Argentina’s monetary meltdown: What policy reaction function?

BCRA meltdown pdf.

The Central Bank of the Argentine Republic (BCRA) provides, with a short lag, updates on daily contributions to the change in Peso (ARS) base money. With this, BCRA on Thursday offered a glimpse into their reaction function in response to the acute market pressures that followed the primary election outcome. What can be learnt from this experience?

First, local LELIQ claims on BCRA are flighty. In short, ARS257bn of LELIQs were maturing on Monday 12th August; together with interest (annualized at 62.6%) of roughly ARS3bn this provided a rollover need of perhaps ARS260bn to neutralize the impact on base money. However, they were only able to rollover ARS100bn in LELIQ (at 74.8%.) And so, they replaced less than 40% of the LELIQs falling due. Most (but not all) of the rest contributed to the expansion of base money from ARS1,345bn outstanding as of Friday to ARS1,487bn on Monday.

Second, BCRA is willing to intervene on the spot market. For the first time under the latest monetary leg of the program, BCRA engaged in spot market intervention…

Third, that said, BCRA is very reluctant to run down gross reserves to protect ARS. Total spot intervention on Monday amounted to USD105mn. Let’s guess at an average intra-day exchange rate on Monday of, say, ARS55—doesn’t matter much in the grand scheme of things. That amounts to roughly ARS6 billion sterilization. And so, of the ARS160bn of LELIQs not rolled over—most of which presumably sought refuge in foreign exchange—less than than 4% was sterilized through intervention.

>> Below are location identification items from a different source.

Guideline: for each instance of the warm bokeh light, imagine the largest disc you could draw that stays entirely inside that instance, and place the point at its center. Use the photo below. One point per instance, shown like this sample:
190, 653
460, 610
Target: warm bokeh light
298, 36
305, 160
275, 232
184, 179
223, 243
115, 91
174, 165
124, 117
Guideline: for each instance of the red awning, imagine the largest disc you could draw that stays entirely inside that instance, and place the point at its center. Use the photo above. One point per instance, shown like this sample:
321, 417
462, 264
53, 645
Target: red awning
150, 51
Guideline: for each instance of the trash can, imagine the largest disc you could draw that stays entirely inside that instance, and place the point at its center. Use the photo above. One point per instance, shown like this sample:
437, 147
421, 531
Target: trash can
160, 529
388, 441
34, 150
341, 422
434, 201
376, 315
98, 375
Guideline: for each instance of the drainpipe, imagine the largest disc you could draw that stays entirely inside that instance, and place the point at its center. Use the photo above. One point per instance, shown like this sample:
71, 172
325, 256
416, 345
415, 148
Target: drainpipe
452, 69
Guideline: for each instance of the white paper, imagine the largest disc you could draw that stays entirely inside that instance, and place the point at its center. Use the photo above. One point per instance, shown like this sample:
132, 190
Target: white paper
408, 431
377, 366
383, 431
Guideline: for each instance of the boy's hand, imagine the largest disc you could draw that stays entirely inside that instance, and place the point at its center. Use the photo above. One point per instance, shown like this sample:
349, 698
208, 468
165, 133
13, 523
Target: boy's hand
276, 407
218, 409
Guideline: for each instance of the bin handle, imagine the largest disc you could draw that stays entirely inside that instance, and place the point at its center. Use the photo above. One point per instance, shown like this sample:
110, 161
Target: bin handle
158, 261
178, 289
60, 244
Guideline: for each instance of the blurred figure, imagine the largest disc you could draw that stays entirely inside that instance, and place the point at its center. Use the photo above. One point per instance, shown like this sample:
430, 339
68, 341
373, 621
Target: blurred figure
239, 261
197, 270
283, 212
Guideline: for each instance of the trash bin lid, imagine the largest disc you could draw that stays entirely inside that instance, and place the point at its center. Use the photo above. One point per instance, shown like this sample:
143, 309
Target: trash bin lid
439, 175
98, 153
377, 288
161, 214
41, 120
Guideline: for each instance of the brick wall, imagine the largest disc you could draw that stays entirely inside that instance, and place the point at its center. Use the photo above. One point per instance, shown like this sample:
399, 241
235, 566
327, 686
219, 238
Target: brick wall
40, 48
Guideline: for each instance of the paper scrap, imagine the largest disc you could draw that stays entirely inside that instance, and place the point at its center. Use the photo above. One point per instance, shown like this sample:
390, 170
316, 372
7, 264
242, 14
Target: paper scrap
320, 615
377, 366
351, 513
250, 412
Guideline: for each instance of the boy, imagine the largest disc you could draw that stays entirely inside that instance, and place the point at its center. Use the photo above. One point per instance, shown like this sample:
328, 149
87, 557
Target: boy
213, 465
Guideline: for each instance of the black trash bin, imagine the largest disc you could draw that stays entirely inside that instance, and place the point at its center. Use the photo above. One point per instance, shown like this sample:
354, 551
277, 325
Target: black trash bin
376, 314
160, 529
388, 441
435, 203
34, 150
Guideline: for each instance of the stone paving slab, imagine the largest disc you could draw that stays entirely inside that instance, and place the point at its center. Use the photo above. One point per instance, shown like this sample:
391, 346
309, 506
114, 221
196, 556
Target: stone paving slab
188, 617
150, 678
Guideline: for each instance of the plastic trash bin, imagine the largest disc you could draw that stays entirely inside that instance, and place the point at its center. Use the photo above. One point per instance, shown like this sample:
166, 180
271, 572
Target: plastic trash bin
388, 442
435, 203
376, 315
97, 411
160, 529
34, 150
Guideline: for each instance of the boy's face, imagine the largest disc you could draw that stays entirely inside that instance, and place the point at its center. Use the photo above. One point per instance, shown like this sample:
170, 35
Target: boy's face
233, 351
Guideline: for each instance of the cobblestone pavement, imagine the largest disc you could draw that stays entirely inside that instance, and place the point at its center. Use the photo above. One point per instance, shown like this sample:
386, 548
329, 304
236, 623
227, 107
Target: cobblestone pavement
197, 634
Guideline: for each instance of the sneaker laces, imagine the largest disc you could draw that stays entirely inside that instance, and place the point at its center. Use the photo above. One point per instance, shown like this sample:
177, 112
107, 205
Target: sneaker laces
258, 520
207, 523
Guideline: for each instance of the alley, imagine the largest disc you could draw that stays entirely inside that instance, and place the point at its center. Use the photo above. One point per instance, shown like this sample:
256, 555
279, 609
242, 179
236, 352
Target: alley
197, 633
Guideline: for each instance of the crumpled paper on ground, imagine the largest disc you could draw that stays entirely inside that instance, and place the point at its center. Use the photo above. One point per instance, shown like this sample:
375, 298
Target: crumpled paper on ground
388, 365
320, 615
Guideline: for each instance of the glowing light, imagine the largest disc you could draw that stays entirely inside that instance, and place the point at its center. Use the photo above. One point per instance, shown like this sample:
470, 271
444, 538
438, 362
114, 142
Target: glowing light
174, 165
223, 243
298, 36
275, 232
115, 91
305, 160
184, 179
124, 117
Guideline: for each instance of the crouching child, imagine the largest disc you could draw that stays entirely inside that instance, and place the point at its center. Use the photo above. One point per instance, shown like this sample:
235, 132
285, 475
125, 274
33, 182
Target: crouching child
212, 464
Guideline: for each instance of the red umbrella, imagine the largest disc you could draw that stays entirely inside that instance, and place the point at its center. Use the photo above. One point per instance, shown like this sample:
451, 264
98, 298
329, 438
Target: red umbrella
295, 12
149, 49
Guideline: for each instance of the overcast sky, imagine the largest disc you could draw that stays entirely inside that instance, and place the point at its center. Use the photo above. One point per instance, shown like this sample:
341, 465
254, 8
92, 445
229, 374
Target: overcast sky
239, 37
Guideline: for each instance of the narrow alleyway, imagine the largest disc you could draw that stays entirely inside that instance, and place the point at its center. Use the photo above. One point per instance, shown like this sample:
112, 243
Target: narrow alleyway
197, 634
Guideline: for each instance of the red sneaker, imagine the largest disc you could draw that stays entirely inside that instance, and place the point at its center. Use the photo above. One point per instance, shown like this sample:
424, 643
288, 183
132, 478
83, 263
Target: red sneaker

What sterilization was permitted under the IMF program? Some intra-marginal spot market intervention was allowed, but never acted upon. Most important, once the upper band of ARS51.5 was reached, BCRA might “be prepared to sell up to US$250 million (an increase from the previously announced US$150 daily limit) and may undertake additional interventions to counteract episodes of excessive volatility.”

If last Monday does not meet the definition of excessive volatility, then nothing does.

Thus, despite extraordinary market volatility, BCRA remained largely passive—utilizing less than 50% of the permitted intervention margin under the program. Why? Let’s imagine BCRA were to choose to defend the upper band supposed under the program and sterilize all the LELIQs that failed to rollover. At the upper bound of ARS51.5, this would imply running down about USD3.1bn of gross international reserves to defend the currency. What does BCRA’s external position look like? Figure 1 provides the answer, plotting Gross International Reserves (GIR) since end-March 2018. GIR was USD61.5bn before pressures began in April 2018. Today’s GIR is barely changed at about USD65bn. On the face it, BCRA has a war chest to defend ARS. However, this overlooks the massive official support that has been provided over this period. Figure 1 also shows cumulative IMF (USD44bn) and China swap line (USD8.5bn) support over this period as well as GIR net of this support. This net reserve measure reached USD12.5bn as of Tuesday. In addition, there is a legacy swap line from China believed to be around USD12bn, meaning that the true net reserves figure is roughly zero. (Note, BCRA external loans were reported at USD21.8bn as of end-2019Q1, which is mostly these PBOC swap lines.)

Screen Shot 2019-08-17 at 14.13.19

 

This helps frame BCRA reluctance to make use of gross reserves to defend the currency—even if USD3bn seems small in relation to their reported gross reserves, the true external position is much weaker than this. And USD3 billion would have driven the net reserves position so measured negative.

As a caveat, the true consolidated government external position should allow for Federal debt as well as external assets. External assets are minimal, while non-IMF external debt was about USD130bn as of end-2019Q1.So the consolidated State net external position is likely around minus USD130bn.

Finally, we should note that BCRA also intervened on Tuesday last week in the amount of USD150mn—so more than during Monday’s meltdown, and USD255mn in two days. Meanwhile, LELIQ rollovers were resumed at reasonable levels, but at an interest rate of about 75% annualized.

END.

2 thoughts on “Argentina’s monetary meltdown: What policy reaction function?”

  1. So then are we doomed for an Argie default? Also are you adding private sector external debt when you arrive at -130Bln? Do you think the Govt. would consolidate private sector debt onto it’s balance sheet?
    Great posts by the way

    Liked by 1 person

    1. Default or restructuring of some kind was guaranteed, in my view. Politics has just brought the timetable forward.

      No private sector debt in there. In fact, the private sector in Argentina have a healthy positive net external position. The secret will be to restore consolidated government stability in order to achieve positive private returns, and then repatriation of funds will allow BCRA to build reserves once more. But regaining private sector confidence will be tricky.